- Directed by: Jules White
- Written by: Clyde Bruckman Buster Keaton
- Produced by: Jules White
- Starring: Buster Keaton Monte Collins Lynton Brent Bud Jamison Ned Glass Jack Hill Stanley Mack Nick Copeland Joe Murphy Cy Schindell
- Cinematography: John Stumar
- Edited by: Art Seid
- Distributed by: Columbia Pictures
- Release date: August 11, 1939;
- Country: United States
- Language: English

= Mooching Through Georgia =

Mooching Through Georgia is the second short subject film starring American comedian Buster Keaton made for Columbia Pictures.
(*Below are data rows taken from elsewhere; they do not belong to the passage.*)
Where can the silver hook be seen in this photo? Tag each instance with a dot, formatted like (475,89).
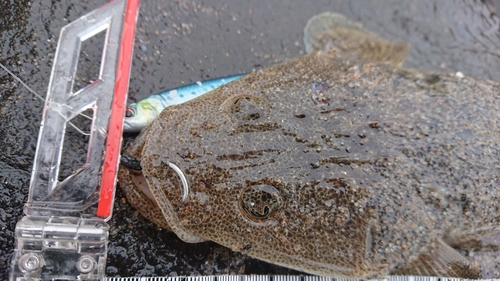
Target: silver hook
(185,184)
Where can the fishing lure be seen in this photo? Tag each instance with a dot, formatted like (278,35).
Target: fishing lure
(140,114)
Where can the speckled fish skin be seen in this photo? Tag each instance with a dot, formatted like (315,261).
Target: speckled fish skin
(333,166)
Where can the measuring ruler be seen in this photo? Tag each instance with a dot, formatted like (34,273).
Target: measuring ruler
(276,278)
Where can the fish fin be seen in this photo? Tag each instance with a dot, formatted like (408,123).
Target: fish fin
(331,31)
(440,260)
(480,239)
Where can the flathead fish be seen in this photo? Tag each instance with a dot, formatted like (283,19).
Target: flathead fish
(337,163)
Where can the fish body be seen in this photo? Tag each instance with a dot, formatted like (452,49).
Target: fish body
(332,164)
(142,113)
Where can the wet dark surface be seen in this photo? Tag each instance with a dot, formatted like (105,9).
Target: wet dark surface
(183,41)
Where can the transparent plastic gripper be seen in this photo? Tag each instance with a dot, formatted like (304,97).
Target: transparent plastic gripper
(64,234)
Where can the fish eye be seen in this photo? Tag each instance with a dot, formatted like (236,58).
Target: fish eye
(129,112)
(259,202)
(259,215)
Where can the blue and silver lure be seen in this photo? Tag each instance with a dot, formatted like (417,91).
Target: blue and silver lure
(140,114)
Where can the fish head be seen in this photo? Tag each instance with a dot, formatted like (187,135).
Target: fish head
(255,167)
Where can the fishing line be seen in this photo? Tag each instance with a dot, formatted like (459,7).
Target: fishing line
(40,97)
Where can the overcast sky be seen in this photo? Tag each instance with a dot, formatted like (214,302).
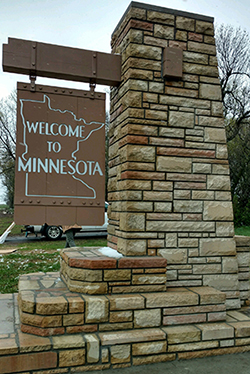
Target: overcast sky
(88,24)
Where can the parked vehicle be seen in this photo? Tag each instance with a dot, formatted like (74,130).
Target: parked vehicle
(55,232)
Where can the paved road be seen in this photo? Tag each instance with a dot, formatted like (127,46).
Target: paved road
(227,364)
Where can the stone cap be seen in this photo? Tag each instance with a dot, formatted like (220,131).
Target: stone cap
(87,258)
(155,8)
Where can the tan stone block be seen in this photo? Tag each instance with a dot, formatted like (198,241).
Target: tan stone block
(160,17)
(120,353)
(92,348)
(181,119)
(193,346)
(112,275)
(126,302)
(132,221)
(163,207)
(131,247)
(72,357)
(213,331)
(218,210)
(27,301)
(210,91)
(229,265)
(170,299)
(204,27)
(147,318)
(85,274)
(149,279)
(185,23)
(188,206)
(223,282)
(126,316)
(73,319)
(218,247)
(90,288)
(215,135)
(172,164)
(68,341)
(174,255)
(142,349)
(182,334)
(105,355)
(48,305)
(153,359)
(163,32)
(96,309)
(138,153)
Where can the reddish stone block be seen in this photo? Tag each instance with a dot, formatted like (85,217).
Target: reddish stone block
(93,263)
(42,332)
(31,361)
(142,262)
(142,175)
(76,329)
(185,152)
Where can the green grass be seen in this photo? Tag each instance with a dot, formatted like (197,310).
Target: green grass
(32,257)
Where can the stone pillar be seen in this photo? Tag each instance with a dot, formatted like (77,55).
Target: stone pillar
(169,185)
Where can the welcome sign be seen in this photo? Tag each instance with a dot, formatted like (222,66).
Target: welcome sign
(60,156)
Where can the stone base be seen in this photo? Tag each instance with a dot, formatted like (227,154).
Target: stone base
(82,352)
(88,271)
(47,307)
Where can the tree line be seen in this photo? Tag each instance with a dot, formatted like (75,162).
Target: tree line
(233,54)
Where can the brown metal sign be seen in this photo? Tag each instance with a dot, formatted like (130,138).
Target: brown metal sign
(60,156)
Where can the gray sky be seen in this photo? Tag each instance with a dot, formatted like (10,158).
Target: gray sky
(88,24)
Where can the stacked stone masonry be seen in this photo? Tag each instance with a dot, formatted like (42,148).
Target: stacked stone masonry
(98,350)
(169,184)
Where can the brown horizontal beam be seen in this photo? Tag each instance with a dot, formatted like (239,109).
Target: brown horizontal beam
(55,61)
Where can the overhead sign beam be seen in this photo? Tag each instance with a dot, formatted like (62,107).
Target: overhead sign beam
(59,62)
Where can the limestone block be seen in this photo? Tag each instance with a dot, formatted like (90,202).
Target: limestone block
(68,341)
(217,247)
(126,302)
(171,299)
(215,135)
(243,258)
(210,91)
(163,32)
(113,275)
(149,279)
(213,331)
(187,206)
(73,357)
(131,247)
(174,164)
(218,211)
(126,316)
(138,153)
(185,23)
(142,349)
(181,119)
(229,265)
(218,182)
(223,282)
(132,221)
(159,17)
(204,27)
(147,318)
(92,348)
(174,255)
(120,353)
(96,309)
(182,334)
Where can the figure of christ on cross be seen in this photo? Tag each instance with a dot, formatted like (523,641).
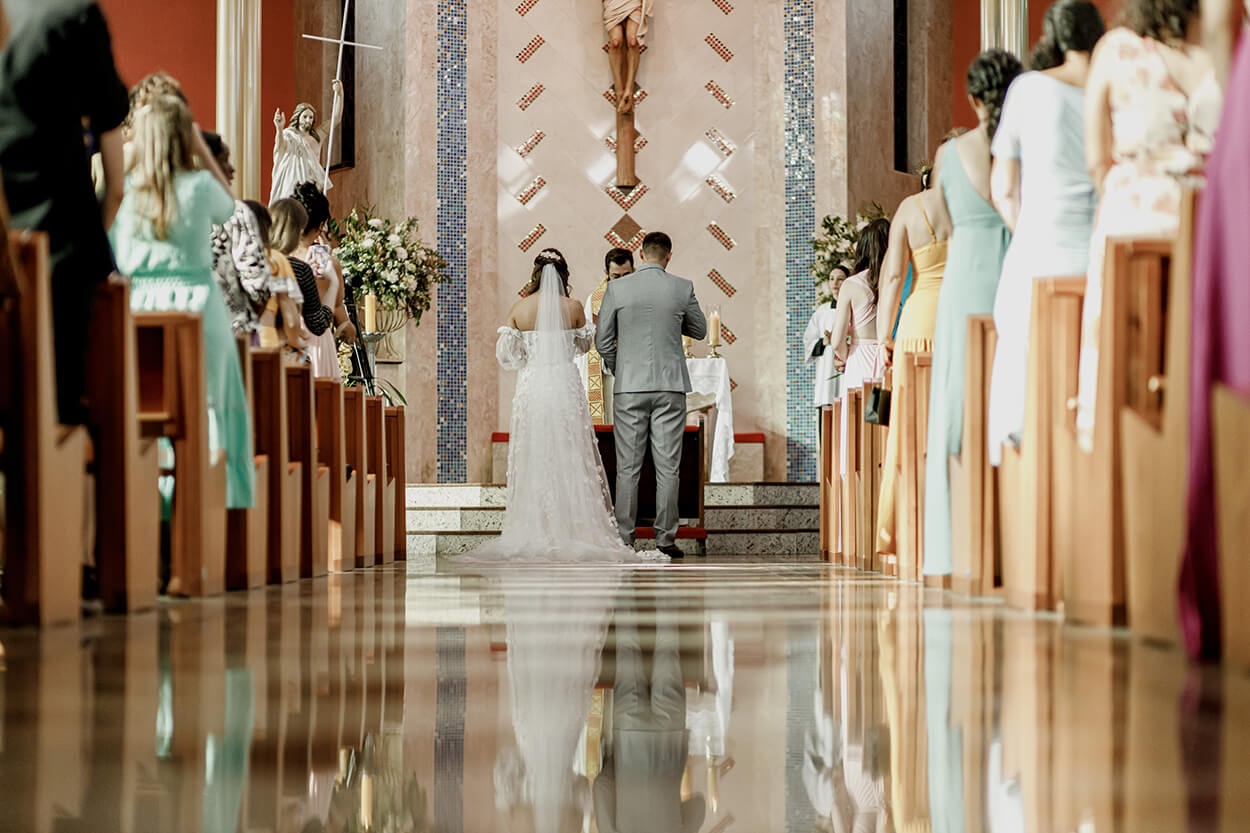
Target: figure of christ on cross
(625,21)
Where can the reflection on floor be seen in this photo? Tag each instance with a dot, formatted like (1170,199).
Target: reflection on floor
(660,699)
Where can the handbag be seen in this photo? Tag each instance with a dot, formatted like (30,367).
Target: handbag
(876,405)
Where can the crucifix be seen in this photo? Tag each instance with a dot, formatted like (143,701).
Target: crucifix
(338,86)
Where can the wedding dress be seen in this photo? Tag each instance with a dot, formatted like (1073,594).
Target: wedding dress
(559,508)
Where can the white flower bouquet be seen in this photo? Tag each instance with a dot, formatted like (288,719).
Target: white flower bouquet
(389,260)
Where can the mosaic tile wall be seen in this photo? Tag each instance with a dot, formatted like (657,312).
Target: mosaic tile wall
(453,242)
(800,220)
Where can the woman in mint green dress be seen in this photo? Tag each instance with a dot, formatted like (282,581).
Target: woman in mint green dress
(163,240)
(974,263)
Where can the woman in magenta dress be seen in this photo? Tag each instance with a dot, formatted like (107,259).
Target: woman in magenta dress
(1220,338)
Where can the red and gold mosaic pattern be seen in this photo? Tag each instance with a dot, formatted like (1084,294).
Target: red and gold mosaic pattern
(531,238)
(531,96)
(528,146)
(724,285)
(625,199)
(723,189)
(530,190)
(716,93)
(530,48)
(721,238)
(639,95)
(719,48)
(638,143)
(718,139)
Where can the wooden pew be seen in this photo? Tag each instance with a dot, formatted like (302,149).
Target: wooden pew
(314,477)
(248,529)
(384,504)
(333,453)
(853,414)
(128,540)
(366,477)
(44,463)
(396,463)
(1090,533)
(1026,485)
(1230,449)
(271,429)
(199,520)
(973,525)
(910,415)
(1155,435)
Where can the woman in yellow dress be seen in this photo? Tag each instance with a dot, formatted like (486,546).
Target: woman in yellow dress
(920,219)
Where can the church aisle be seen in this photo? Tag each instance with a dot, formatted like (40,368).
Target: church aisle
(709,696)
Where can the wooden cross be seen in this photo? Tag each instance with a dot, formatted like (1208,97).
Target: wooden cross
(338,75)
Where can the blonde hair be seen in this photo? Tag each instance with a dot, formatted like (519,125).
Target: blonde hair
(164,148)
(300,109)
(289,220)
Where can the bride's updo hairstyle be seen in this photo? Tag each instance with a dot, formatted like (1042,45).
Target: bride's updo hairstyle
(553,258)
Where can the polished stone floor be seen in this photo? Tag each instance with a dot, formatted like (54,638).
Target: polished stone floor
(703,697)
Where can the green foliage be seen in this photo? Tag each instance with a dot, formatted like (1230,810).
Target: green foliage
(835,245)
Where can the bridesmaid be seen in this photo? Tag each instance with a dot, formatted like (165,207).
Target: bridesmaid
(974,262)
(1041,189)
(920,219)
(163,240)
(1220,339)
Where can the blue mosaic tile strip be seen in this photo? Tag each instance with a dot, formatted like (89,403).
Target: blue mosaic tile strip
(453,243)
(800,224)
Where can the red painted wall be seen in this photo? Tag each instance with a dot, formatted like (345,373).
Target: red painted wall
(179,38)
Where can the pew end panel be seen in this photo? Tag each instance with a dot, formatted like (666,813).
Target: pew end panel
(271,433)
(128,535)
(1230,449)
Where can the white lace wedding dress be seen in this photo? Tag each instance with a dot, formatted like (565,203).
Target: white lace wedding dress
(559,508)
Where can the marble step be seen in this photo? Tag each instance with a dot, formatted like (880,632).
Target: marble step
(761,494)
(450,543)
(775,518)
(765,542)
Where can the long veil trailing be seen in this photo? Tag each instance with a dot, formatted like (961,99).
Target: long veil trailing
(559,508)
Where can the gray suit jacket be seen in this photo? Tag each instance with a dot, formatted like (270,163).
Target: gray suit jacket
(640,325)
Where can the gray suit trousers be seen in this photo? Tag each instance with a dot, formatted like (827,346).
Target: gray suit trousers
(656,419)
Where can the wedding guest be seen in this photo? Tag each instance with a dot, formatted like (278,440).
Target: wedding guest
(46,178)
(856,352)
(816,347)
(1151,106)
(161,240)
(285,235)
(918,242)
(1041,189)
(974,262)
(1221,303)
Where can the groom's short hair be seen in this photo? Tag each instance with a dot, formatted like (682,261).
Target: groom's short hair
(656,245)
(618,257)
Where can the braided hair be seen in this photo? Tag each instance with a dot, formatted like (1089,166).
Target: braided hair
(1069,25)
(988,80)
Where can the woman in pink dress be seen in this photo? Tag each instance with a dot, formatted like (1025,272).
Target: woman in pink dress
(1220,338)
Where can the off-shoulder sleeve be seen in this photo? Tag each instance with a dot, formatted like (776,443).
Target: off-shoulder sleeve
(510,349)
(584,339)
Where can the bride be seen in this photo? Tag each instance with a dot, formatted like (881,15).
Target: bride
(559,508)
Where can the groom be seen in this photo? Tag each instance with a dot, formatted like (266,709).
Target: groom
(640,325)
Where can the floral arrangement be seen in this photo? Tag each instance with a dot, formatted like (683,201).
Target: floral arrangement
(389,260)
(835,244)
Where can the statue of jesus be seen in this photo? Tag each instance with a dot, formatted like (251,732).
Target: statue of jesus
(298,148)
(625,21)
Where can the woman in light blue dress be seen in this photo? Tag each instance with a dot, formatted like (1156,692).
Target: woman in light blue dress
(974,262)
(163,240)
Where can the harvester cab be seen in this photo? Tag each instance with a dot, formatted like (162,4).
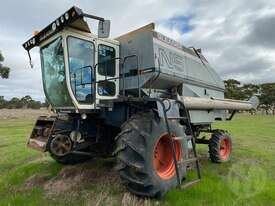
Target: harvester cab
(142,98)
(79,68)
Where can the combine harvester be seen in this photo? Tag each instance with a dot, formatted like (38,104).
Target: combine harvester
(142,98)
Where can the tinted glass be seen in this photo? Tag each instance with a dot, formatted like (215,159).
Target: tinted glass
(106,61)
(53,72)
(81,61)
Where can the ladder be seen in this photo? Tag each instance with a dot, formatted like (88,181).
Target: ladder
(190,136)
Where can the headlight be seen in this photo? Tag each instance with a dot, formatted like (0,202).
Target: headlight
(53,26)
(57,22)
(66,16)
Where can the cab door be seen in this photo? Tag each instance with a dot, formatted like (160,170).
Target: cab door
(107,70)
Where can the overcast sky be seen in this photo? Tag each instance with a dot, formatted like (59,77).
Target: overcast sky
(236,36)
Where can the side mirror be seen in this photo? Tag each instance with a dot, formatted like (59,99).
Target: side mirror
(104,28)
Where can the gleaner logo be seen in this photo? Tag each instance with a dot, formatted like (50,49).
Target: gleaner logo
(170,59)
Keaton made a total of ten films for the studio between 1939 and 1941.

==Plot==
Keaton plays an American Civil War veteran named Homer Cobb, who tells his story of being a Kentucky youth who enlisted in the Confederate Army, but discovered that his brother, Cyrus Cobb joined the Union Army. Homer gets captured but Cyrus frees him. Cyrus is captured by the Confederate army but Homer, in turn, frees him. Homer uses all his wits and a few short logs of wood to save his town.

==Cast==
- Buster Keaton as Homer Cobb
- Monte Collins as Cyrus Cobb

==Production==
Mooching Through Georgia was Keaton's second film about the American Civil War, his first being The General. The film was later remade in 1946 as Uncivil War Birds starring the Three Stooges (Curly Howard, Moe Howard, and Larry Fine). The song "Dixie" replaces Buster's regular opening theme of "Mary Had a Little Lamb" (later "Three Blind Mice") for this film, and continues as background music for approximately twenty seconds into the opening scene.